Hoy mis ojos se han clavado en Nicodemo. Él no era un malvado, como Caifás. Era un tibio y un cobarde. Acudió a visitar a Jesús una noche, y quedó impresionado por sus palabras. Creía en Él y sabía que en Él estaba la Verdad… Pero creía con esa fe de cartón que tanto le duele al Señor: al fin y al cabo, el que quien no conoce a Dios peque se puede esperar… ¡Pero que quien lo ha conocido reniegue de Él para salvar su capricho! Así era Nicodemo: unas palabras de jurista bienintencionado fueron todo lo que dijo para defender al Señor en quien creía. Y, cuando se le echaron encima los miembros de Sanedrín, enmudeció. Jesús murió sin haber encendido la fe de aquel hombre. Murió con la infidelidad de sus apóstoles clavada en la retina como un dardo.

Murió entre burlas y risas, sin haber sido escuchado. «Operación fracaso».

Fue después de muerto, cuando los ojos de Jesús se habían cerrado y nada veían.

Entonces aquel mismo Nicodemo, avergonzado de su cobardía, ante todos los judíos osó abrazar el cuerpo muerto de un Crucificado y embalsamarlo piadosamente, granjeándose el descrédito y la mala fama entre los suyos. Y fue también después de que Jesús muriera cuando los apóstoles volvieron, recibieron el Espíritu Santo, y entregaron su vida como soldados abrasados en Amor… Pero todo aquello lo vio Jesús desde la eternidad.
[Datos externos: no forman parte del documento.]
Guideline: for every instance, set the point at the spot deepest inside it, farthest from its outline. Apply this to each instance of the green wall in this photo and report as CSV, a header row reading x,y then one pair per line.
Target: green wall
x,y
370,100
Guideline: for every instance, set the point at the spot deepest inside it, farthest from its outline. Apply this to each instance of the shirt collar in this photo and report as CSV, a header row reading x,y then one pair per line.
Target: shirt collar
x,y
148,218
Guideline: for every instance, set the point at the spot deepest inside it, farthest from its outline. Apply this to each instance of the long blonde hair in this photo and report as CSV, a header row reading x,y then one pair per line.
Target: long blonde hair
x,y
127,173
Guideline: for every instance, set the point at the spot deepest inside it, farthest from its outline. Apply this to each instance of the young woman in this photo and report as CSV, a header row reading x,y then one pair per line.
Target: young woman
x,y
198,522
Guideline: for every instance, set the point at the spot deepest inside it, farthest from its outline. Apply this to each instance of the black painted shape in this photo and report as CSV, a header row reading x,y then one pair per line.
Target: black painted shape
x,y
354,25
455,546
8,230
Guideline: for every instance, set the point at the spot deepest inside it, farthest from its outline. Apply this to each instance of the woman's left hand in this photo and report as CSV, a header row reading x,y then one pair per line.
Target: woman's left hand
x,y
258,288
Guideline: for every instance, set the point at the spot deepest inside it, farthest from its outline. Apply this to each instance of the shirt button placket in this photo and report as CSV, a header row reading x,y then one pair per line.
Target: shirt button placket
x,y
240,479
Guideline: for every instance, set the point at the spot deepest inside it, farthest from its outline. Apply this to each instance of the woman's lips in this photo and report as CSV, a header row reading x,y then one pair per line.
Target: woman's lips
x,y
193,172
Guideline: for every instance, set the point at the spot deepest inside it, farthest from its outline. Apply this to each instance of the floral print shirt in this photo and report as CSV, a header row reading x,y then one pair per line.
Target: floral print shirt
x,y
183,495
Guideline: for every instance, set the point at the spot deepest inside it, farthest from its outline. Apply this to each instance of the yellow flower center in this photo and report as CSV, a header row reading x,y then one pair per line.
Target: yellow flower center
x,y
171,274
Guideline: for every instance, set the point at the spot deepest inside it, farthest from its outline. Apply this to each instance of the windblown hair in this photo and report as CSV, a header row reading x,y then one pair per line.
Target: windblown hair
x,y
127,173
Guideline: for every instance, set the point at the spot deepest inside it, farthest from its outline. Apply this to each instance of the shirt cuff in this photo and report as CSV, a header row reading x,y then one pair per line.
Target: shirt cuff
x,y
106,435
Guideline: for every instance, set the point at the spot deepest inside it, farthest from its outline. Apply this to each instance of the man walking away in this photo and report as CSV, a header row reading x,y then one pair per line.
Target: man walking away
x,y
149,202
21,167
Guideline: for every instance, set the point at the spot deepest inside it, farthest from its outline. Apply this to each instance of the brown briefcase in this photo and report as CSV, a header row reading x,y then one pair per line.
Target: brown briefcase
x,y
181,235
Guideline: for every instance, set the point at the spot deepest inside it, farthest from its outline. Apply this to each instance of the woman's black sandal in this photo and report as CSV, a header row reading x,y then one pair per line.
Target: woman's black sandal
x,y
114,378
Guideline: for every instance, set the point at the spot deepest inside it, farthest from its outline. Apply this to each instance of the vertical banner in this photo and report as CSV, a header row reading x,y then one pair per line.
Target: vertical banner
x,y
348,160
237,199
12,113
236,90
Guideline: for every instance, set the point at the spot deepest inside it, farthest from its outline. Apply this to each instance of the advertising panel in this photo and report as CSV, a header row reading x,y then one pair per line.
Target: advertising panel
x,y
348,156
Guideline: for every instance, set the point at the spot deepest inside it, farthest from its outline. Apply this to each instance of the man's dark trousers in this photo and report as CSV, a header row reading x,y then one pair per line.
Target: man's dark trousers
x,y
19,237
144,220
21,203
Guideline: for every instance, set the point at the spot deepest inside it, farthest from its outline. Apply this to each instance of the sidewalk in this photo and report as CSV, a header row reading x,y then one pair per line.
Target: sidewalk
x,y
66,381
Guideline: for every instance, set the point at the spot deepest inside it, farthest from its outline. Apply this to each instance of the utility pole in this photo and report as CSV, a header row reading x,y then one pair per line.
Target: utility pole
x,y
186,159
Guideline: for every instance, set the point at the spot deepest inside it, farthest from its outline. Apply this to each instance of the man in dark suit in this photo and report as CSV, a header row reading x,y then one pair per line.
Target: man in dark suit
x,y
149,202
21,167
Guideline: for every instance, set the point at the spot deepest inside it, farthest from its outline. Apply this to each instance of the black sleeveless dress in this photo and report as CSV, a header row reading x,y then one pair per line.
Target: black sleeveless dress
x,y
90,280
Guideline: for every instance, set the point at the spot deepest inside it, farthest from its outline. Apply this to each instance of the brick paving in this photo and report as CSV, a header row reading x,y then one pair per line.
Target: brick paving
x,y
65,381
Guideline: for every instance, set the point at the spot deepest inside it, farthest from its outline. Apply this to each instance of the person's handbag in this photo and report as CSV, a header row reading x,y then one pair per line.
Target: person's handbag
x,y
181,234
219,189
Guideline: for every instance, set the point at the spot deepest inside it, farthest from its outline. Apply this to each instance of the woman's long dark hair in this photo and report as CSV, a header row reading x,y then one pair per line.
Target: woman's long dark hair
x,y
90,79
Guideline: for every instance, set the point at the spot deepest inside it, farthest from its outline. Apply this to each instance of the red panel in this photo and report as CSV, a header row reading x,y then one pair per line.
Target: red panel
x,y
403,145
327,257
En la tierra era necesario su fracaso, el fracaso de la mujer que hablaba conmigo esta mañana, y el mío. Por eso, hoy sábado, le pediré a María que alimente nuestra esperanza. Si hoy abrazamos el fracaso de su Hijo, mañana -¡sin ninguna duda!- compartiremos también su gozo en esas mismas almas que hoy nos duelen.